My authentic self - i should have shut up

 Well... part of being authentic...


What is authentic anyway? 


Genuine 


What is genuine? 


truly what something is said to be; sincere 


What is sincere?


(of a person) saying what they genuinely feel or believe; not dishonest or hypocritical.


Ok now that we got that out of the way... part of being sincere is to say what i genuinely believe. 


Yesterday i felt so much anger and fear. 


Today i am saddened and yet hopeful

I am saddened because i let my own fear post on social media about "where are the trumpets?" I guess if we are talking about genuineness then i did mean it. But what i didn't really want to do was hurt someone. I sat by and saw on my Facebook when people had lots to say about people protesting about black lives that matter and yet when there was a riot at the capital building all those people were silent. Now maybe if you were one of those people you'll say "i was praying" but why weren't you silent before while you were praying? 

I'm sad, because Honestly I'll never understand why people are so willing to stand behind a TV personality. I'll never understand why a man who made fun of handicapped people and abused women is someone they will defend. Maybe it's because those people think (I'll use this term very loosely) he's good for the economy. If you are a Christian I'd ask you about how The Bible says you cannot serve two masters, it's either God or money. I'd also like to open your eyes to the fact that the stock market doing well is not the same as the economy doing well. 

I am hopeful because i did see a lot of people that did say that what happened wasn't ok. I watched the senate meet, and while it may have been too little too late in the eyes of some, i saw some division dissolve, and the man who was elected President was passed in the electoral college. 

I'm hopeful because the world can be changed with love and every day that we take a step forward in love we are better for it. 


So if i offended you or hurt you, for that i am sorry.
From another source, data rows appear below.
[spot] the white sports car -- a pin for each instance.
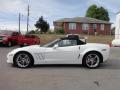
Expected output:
(66, 50)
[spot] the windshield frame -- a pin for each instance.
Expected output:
(51, 43)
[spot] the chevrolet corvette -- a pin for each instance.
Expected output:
(67, 50)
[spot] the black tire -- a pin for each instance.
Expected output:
(92, 57)
(19, 63)
(9, 44)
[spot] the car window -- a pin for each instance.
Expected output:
(15, 34)
(64, 43)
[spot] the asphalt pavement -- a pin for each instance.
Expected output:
(62, 77)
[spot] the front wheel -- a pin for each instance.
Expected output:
(9, 44)
(23, 60)
(92, 60)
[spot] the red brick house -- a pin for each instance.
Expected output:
(83, 25)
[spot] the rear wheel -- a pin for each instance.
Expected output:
(9, 44)
(92, 60)
(23, 60)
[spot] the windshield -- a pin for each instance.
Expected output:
(9, 33)
(51, 44)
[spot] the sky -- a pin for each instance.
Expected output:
(50, 9)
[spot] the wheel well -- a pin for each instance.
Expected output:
(101, 60)
(23, 52)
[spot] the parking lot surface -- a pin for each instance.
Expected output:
(62, 77)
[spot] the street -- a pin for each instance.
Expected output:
(62, 77)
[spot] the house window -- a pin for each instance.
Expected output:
(102, 27)
(72, 26)
(85, 26)
(94, 26)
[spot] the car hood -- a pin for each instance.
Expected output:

But I'm telling you, i will be genuine and authentic and i will call you out if you say one thing but act another way, just as people do to me. 


Also i have decided that i am moving past the "unfollow" button, and i may just unfriend you on Facebook for my own peace of mind (i have unfriended some people because I was embarrassed to have them on my "friends list" and you can unfriend me if you'd like i know  too much for some people and not enough to for others, but I'll continue to work on who God created me to be.